Chapman Tripp have recently celebrated the success of their law firm consultancy service, Chapman Tripp Consulting (CT Consulting), which the firm says is a “collaboration of the firm’s legal experts who bring a consulting service offering after more than 18 months of concept testing, development and refinement.”
Chapman Tripp Chief Executive Pip England (pictured left) says “we have identified a market opportunity to fill the gap where legal subject matter expertise and consulting advice come together to provide a one-stop shop. Consulting is a natural adjacency to the legal services we already offer.”

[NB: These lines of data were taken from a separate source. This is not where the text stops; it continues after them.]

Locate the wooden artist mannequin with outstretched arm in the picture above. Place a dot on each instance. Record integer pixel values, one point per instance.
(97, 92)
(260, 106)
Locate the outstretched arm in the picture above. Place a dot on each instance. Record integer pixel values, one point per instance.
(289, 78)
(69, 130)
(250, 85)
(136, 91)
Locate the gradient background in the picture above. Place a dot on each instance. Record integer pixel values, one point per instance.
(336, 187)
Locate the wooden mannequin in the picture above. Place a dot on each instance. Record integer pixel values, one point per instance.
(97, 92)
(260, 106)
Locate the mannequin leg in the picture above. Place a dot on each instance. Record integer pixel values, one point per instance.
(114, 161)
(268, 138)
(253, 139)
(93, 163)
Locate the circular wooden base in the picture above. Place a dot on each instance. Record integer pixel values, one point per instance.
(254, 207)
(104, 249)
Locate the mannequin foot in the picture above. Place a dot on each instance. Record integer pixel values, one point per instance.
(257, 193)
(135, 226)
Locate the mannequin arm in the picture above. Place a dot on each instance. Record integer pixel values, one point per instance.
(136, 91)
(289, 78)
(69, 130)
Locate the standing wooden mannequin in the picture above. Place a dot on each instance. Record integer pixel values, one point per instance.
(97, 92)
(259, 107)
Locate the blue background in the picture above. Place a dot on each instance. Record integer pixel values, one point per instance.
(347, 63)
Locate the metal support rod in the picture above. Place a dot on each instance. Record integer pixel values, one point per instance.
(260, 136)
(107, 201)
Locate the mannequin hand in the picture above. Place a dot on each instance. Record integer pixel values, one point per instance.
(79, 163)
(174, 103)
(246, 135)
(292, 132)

As with many international law firms that have feared the march of the large accounting practices into the legal arena, including in New Zealand, the firms have pushed into allied services of consulting as we have reported, particularly in markets like the UK, where the liberalisation of the legal services market with the introduction of the Legal Services Act in 2011 has seen non-law firms providing legal services.
The Big Four accounting giants have pushed into legal services, including in New Zealand with EY Law, PwC Law establishing legal service practices.

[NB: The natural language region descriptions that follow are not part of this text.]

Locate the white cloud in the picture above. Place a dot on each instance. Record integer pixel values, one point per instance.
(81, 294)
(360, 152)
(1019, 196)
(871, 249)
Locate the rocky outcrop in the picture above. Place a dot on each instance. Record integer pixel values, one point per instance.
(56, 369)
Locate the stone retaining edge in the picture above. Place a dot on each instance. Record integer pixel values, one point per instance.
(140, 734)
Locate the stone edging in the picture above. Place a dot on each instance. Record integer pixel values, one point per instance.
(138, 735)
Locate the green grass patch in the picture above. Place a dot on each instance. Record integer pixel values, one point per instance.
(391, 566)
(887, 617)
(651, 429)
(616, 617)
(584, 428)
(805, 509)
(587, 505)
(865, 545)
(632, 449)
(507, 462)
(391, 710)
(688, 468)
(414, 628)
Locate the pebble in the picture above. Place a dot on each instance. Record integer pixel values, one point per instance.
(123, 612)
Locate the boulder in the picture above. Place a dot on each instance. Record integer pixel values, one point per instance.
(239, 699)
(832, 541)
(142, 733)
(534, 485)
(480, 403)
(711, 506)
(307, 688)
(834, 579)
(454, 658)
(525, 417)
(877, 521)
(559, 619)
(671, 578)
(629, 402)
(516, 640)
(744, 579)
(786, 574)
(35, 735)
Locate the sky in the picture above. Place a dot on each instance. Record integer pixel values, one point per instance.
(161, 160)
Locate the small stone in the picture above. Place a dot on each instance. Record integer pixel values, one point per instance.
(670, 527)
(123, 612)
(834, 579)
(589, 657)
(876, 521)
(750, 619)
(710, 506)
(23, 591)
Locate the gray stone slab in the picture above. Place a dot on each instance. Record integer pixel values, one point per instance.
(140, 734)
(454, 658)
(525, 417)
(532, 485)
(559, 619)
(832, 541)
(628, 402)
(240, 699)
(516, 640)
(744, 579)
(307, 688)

The ‘push back’ from law firms has occurred overseas and will doubtless develop further with the larger practices and some of the smaller boutique firms in New Zealand offering more law firm consultancy services to clients, beyond the pure legal advice arena.
Dentons, who merged their global practice in New Zealand with Kensington Swan have indicated that a ‘strategic consultancy’ practice will likely be established in this country shortly.
Consulting Forum
CT C0nsulting is headed by partner Bevan Miles and talk about strategic and other advice to clients. Following an ‘inaugural forum’ in May they now have a pipeline of events for the coming months, including facilitating a practical discussion on climate risk and TCFD reporting as the Financial Sector (Climate Change Disclosure) Amendment Bill moves through Parliament, hosting experts who are both designing the standards and leading the field in early reporting.

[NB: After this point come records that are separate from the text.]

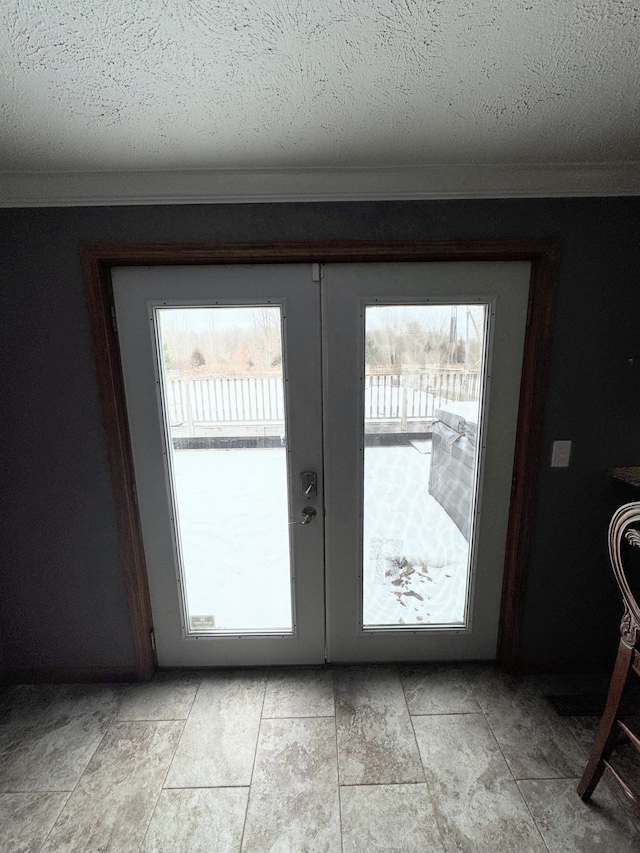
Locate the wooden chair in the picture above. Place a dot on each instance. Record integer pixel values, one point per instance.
(624, 551)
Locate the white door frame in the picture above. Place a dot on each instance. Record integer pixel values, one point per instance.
(97, 261)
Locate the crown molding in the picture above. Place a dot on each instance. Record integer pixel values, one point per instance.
(402, 183)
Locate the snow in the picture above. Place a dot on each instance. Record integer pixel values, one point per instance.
(234, 532)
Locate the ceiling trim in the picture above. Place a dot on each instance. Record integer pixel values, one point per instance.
(223, 186)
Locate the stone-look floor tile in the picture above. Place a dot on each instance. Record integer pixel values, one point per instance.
(218, 744)
(570, 826)
(53, 757)
(10, 738)
(168, 696)
(25, 820)
(437, 690)
(625, 758)
(478, 805)
(75, 700)
(293, 803)
(110, 809)
(376, 744)
(534, 739)
(24, 704)
(198, 820)
(388, 819)
(299, 693)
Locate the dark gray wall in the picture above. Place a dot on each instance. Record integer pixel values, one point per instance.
(62, 598)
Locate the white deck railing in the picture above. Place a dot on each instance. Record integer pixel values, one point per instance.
(210, 400)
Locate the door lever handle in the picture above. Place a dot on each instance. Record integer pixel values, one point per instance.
(308, 514)
(308, 484)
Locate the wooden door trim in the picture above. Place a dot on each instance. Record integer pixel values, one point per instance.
(97, 261)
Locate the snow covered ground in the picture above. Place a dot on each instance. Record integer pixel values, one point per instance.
(233, 523)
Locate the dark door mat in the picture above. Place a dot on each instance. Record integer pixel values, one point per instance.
(588, 705)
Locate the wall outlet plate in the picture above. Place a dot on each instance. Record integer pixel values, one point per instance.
(561, 454)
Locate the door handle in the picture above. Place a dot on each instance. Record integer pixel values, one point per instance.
(308, 484)
(308, 514)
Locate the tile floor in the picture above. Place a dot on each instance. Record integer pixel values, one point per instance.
(393, 759)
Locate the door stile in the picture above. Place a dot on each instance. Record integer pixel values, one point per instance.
(97, 262)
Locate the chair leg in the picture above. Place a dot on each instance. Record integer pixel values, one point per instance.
(606, 735)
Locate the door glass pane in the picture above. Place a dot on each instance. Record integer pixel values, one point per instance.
(424, 367)
(223, 400)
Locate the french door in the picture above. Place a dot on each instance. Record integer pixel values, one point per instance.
(323, 455)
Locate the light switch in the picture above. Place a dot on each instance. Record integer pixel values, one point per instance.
(561, 454)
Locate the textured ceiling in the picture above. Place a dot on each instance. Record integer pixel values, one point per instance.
(203, 84)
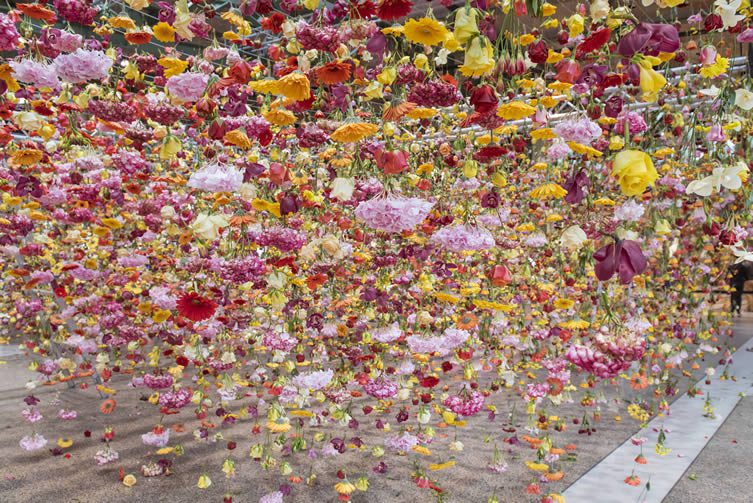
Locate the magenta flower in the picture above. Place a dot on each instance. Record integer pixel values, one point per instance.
(649, 39)
(622, 256)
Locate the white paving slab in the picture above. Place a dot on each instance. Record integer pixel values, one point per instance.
(689, 432)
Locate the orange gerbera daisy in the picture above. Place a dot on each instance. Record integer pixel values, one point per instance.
(333, 73)
(36, 11)
(468, 321)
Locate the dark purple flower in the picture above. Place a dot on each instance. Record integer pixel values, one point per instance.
(574, 187)
(624, 257)
(592, 75)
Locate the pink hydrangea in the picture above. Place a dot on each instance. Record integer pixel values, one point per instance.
(216, 178)
(387, 334)
(314, 380)
(393, 214)
(9, 35)
(156, 439)
(459, 238)
(35, 73)
(584, 131)
(279, 341)
(380, 388)
(82, 66)
(187, 86)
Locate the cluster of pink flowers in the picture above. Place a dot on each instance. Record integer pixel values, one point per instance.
(188, 86)
(33, 442)
(314, 380)
(393, 214)
(584, 131)
(636, 123)
(75, 11)
(460, 238)
(401, 443)
(35, 73)
(281, 341)
(156, 439)
(175, 399)
(380, 388)
(320, 38)
(242, 270)
(435, 93)
(9, 35)
(216, 178)
(387, 334)
(82, 66)
(466, 405)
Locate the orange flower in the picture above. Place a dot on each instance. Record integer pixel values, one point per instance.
(638, 381)
(36, 11)
(333, 73)
(555, 386)
(633, 480)
(395, 112)
(468, 321)
(107, 406)
(138, 37)
(554, 476)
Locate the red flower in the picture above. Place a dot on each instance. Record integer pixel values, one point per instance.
(568, 71)
(273, 23)
(195, 307)
(623, 257)
(484, 99)
(391, 162)
(394, 9)
(538, 52)
(594, 41)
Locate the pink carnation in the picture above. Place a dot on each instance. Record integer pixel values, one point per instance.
(393, 214)
(82, 66)
(459, 238)
(9, 35)
(216, 178)
(187, 86)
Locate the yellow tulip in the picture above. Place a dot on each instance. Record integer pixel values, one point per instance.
(634, 171)
(479, 58)
(204, 481)
(651, 81)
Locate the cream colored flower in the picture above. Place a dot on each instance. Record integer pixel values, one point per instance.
(208, 226)
(342, 189)
(573, 238)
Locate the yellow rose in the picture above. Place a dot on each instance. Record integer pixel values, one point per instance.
(634, 171)
(575, 24)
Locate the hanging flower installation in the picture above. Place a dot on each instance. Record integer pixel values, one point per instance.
(336, 232)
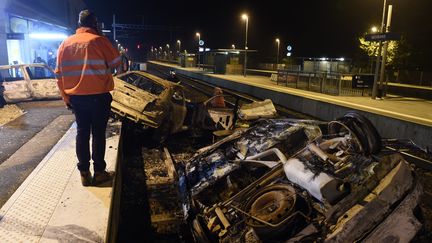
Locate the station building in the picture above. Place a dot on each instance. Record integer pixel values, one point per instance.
(35, 28)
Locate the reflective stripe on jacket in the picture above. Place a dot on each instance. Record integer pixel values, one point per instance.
(84, 63)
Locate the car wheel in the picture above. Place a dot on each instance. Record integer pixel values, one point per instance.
(364, 130)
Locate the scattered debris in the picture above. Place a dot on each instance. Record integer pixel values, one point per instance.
(9, 113)
(288, 180)
(257, 109)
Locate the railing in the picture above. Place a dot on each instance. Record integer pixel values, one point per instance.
(321, 82)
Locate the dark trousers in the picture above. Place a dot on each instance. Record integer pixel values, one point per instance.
(91, 114)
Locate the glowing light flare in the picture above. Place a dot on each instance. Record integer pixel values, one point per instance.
(48, 36)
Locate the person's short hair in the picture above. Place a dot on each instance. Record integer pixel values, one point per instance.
(87, 19)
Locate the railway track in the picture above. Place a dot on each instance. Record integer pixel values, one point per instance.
(131, 208)
(407, 148)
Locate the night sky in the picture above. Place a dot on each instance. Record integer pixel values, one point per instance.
(314, 28)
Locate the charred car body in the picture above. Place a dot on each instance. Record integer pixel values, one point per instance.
(301, 180)
(149, 100)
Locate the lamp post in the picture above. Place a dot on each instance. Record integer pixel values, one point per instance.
(246, 18)
(199, 39)
(168, 51)
(277, 53)
(179, 43)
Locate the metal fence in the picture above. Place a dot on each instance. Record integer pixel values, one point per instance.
(321, 82)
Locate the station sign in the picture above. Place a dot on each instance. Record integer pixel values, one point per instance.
(383, 36)
(362, 81)
(15, 36)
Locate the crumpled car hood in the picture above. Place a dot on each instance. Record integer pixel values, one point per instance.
(131, 96)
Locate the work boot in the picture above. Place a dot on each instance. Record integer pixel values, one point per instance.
(103, 176)
(86, 178)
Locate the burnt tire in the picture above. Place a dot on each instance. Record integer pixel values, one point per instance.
(364, 130)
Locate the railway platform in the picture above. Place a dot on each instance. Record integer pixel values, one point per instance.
(51, 205)
(395, 116)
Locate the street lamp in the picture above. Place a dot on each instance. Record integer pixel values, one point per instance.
(378, 60)
(277, 53)
(246, 18)
(179, 43)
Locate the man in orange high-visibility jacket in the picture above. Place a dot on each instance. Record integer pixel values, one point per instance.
(84, 63)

The pandemic and the earlier global financial crisis have increased the focus for many businesses on tax as one area that has provided a rich picking ground for the global consulting practices, along with regulatory and compliance issues that continue to occupy them.
Rather than merely acting on tax structures that major accounting practices have recommended, the law firms are increasingly advising on financial and economic aspects of business in the increasingly complex, cross-border world.
Australian Law Firms
Chapman Tripp say their law firm consulting service, developed over the past 18 months, have assisted clients in regulatory, finance industry, tax and other business areas with tax risk issues, remediated errors found in a conduct and culture review, improved the delivery of legal services and other work.